February 11, 2017

We’re moving right along here through South Texas, hardly at breakneck speed but the miles are slowly beginning to accumulate.

The highlight of my stay in Raymondville, Texas, was the appearance of my RAGBRAI friend Doc Van Winkle of Burlington, Iowa. Yes, there are quite a few Burlingtons (my home in Ontario is the largest of them); the claim to fame of the Iowa city is that it lives on in the name of the BNSF Railway.

I had spoken with Doc in December about my trip, and he mentioned he might be in Texas in February, as his brother’s family was planning to rent a condo on South Padre Island. But the exact dates of his visit were open to change. Nonetheless, I received a text from Doc when I was in Brownsville saying he was on his way. He drove his car and a trailer to southeast Oklahoma, from where he left on his replica 1960s Triumph motorcycle. Mid-afternoon on Wednesday I got a call that he was in Corpus Christi and headed south. We arranged to meet at my motel.

Doc makes several motorcycle trips each year and is something of an expert at taking his time and smelling the roses. He has several general rules that I have at least partially adopted for this trip. The first, to use his word, is to “engage” the local population. And one of the others is to as much as possible avoid national chain and franchise food and eat at locally owned establishments. In keeping with that dictum, we walked a block from the motel and found Grandma’s Restaurant, which being in South Texas offered mostly Tex-Mex border fare. It really should have been named Abuelita’s. However, we never found anyone of the appropriate age behind the counter, either at dinner or the next morning’s breakfast.

Doc is pretty much off the clock, so not surprisingly I got a somewhat late (8:30) start for what may be the longest ride of the trip. It certainly will be the most desolate and least populated. North of the lower Rio Grande Valley lies 60 miles of the Wild Horse Desert. It’s not the Sonora Desert of Arizona and Mexico, nor California’s Mojave, but it is rather dry and empty. It’s a wet season/dry season climate, with the wet season not coincidentally also being the hurricane season.

It’s also the region of the celebrated giant South Texas ranches, which loom large in this area, both in terms of history and the present day. The story is fascinating, and it rates a much longer and more detailed treatment than there is room for here. Of course that’s why I’m writing a book in addition to this blog. I will drop one little tidbit that I rode through part of the Armstrong Ranch, owned by a family famous in Texas Republican Party politics, and the location of then Vice-President Dick Cheney’s unfortunate hunting accident in 2006.

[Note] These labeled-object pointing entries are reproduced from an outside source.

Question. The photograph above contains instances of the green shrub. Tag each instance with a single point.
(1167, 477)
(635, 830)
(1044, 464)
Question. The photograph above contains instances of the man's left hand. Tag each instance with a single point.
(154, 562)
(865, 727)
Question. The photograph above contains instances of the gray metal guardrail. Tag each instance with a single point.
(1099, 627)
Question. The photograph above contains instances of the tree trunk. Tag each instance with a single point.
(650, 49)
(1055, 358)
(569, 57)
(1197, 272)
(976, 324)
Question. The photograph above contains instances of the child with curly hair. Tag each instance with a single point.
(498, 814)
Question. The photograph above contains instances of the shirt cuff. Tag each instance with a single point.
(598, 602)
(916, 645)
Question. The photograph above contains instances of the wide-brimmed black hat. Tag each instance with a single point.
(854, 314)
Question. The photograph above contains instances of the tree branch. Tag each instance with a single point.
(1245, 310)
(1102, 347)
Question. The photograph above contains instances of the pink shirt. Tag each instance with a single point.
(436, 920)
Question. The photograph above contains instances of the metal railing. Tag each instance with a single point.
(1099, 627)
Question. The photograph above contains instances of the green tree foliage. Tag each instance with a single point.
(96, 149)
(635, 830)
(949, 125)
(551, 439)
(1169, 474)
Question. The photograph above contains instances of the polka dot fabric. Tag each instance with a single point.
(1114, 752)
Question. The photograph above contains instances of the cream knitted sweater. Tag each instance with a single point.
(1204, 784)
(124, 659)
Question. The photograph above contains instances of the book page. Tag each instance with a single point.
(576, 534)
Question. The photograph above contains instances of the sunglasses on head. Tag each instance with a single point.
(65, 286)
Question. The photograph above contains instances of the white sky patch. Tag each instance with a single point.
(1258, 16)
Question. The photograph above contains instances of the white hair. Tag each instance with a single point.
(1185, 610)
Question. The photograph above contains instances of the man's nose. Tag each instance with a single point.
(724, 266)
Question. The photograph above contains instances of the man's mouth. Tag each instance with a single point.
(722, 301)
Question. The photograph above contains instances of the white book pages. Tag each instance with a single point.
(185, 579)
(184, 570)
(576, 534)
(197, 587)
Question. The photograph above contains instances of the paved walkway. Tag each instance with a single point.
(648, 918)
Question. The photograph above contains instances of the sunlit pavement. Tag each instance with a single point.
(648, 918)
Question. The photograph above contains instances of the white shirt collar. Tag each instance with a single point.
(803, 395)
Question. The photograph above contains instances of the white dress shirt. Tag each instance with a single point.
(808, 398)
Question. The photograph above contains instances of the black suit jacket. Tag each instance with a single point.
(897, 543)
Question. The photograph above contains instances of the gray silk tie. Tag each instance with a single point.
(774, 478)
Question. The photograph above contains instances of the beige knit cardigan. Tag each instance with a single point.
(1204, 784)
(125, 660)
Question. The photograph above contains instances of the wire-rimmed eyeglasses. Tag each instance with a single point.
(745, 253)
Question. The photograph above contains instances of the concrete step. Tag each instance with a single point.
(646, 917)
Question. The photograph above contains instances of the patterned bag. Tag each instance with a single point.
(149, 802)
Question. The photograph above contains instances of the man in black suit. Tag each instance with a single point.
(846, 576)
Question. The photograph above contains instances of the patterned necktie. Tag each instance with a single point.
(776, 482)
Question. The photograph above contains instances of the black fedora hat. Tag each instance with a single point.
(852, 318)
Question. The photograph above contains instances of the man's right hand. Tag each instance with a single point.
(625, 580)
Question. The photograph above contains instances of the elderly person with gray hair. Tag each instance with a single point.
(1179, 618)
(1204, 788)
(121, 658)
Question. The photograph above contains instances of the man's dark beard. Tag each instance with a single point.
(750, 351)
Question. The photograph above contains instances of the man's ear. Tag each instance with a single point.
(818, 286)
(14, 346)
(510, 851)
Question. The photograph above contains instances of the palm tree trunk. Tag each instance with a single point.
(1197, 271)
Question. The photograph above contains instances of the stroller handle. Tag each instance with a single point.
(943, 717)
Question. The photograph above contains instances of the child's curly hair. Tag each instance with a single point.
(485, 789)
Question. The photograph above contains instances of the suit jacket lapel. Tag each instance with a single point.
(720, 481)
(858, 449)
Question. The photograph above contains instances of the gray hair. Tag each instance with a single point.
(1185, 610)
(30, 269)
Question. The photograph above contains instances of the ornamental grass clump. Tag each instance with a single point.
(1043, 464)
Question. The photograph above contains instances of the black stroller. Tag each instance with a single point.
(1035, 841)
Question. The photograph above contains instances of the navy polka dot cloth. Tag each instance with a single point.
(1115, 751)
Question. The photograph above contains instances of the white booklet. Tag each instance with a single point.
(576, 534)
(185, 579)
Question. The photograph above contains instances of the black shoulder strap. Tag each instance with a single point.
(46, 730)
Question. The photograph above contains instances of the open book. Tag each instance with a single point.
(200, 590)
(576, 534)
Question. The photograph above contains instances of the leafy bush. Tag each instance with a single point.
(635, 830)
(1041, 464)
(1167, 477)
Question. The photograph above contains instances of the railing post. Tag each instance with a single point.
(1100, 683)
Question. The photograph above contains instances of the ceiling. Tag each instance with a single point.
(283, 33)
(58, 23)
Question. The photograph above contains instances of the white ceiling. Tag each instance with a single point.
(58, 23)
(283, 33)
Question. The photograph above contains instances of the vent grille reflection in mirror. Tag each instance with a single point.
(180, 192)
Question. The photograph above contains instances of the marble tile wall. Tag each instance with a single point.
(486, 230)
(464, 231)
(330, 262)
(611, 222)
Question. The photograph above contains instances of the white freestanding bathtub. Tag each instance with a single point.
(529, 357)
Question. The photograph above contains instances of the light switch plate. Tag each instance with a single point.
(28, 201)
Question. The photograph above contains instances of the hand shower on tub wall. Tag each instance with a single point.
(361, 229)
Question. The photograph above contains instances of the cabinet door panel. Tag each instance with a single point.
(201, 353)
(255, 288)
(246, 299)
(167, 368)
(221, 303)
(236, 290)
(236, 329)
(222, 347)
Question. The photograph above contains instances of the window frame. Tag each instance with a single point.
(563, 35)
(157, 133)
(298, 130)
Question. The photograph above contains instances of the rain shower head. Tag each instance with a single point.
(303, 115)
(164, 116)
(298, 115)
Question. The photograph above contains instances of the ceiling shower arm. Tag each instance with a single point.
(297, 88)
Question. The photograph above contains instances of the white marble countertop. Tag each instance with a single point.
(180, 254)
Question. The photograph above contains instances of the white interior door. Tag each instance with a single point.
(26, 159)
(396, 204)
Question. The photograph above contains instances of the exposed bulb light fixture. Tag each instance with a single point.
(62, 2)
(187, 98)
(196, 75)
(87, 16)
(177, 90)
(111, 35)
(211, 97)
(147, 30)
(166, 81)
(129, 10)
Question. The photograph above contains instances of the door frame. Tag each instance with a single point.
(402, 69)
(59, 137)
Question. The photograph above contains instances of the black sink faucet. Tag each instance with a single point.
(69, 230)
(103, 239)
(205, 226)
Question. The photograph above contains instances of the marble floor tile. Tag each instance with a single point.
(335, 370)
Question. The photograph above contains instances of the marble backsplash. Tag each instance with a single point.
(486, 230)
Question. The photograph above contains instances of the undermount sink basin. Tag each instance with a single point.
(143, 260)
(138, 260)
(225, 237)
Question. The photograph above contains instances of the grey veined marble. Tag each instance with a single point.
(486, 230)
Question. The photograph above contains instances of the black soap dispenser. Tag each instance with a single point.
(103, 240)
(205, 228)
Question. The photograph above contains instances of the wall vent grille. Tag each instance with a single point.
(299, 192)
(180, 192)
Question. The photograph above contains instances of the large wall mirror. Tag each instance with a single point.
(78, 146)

In Kingsville I visited the museum operated by the world-famous King Ranch, still the largest of them all, quite a bit bigger than the state of Rhode Island. Founder Capt. Richard King was a legendary character, whose descendants still wield a lot of lot of influence. I came away realizing that the history of Texas, past and present, is really about business. The ranch today is the most visible symbol of a multibillion-dollar international agribusiness conglomerate. Even at the museum they were anxious to sell tickets for a considerable additional charge for bus tours out to the ranch itself about eight miles from town. The elaborate hacienda and gardens are a registered historical landmark.

To dispel the suspense, yes, I survived the crossing of the Wild Horse Desert, almost 60 miles with only vending machines at about mile 48. The weather turned a little cooler (high 73 degrees) for a day, but unfortunately the wind switched to the northeast at 10-15 miles per hour. As a result, it took me just slightly less than 10 hours; I arrived at my motel only about 15 minutes before dark.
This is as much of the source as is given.